Il y avait six jours de chevauchée dans la plaine desséchée qui longeait la côte du Yamm Isfaq, sous les embruns de l'océan et les zéphyrs déchaînés, pour atteindre Bel-Hajj. Puis, franchissant les dunes vers le couchant, deux semaines de traversée l'attendaient pour toucher la petite ville d'Ileshah. Il serait alors sur les rives d'Amra-l-Mashrek, le Lion de l'Est, le fleuve sacré du Shadiraï qui s'étirait docilement jusqu'à Balad al-Jamah, l'antique capitale et cité portuaire des rois du Grand Serment. En le remontant, sans doute en moins d'un mois, il atteindrait les murailles d'Izkandaraï, capitale du roi des rois Kaddar III.

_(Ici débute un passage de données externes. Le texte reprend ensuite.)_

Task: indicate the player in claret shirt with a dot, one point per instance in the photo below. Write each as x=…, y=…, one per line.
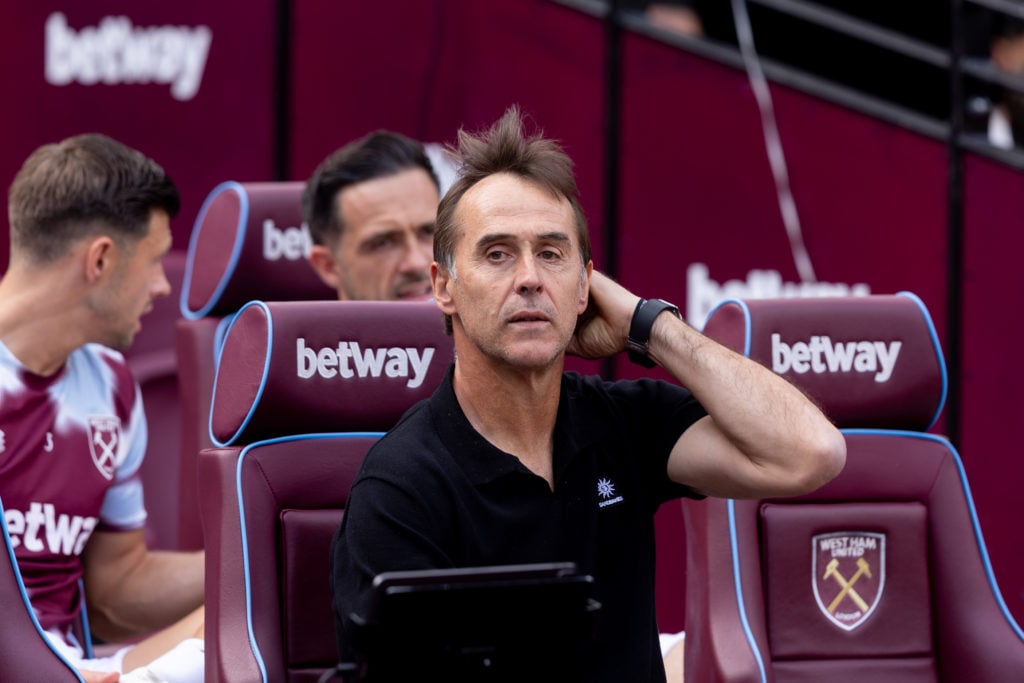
x=89, y=224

Ses quarante shekels d'argent lui procureraient le gîte et les vivres nécessaires à chaque étape. Une solde mince mais suffisante sur laquelle il faudrait veiller jour et nuit contre la prédation des brigands. Chose saugrenue pour l'éleveur de chevaux de Surshedja, Muhaymîn était désormais compté au sein de la classe des paladins, ces chevaliers sans tribus soumis au roi corps et âme. Telle était la volonté des Keroubim, ces anges veilleurs, guides des repentants, inspirateurs du rachat par l'entremise des mobeds. Un souffle passa qui voulu ramener Muhaymîn à son triste passé. Il l'ignora et lança sa monture à plus vive allure. L'avenir contient toujours la semence de l'espoir.

Muhaymîn toucha la côté, surplombant la falaise. Un sentier se dessinait, droit et effilé. Quelques caravanes étaient sur la route, mais la ville dormait encore.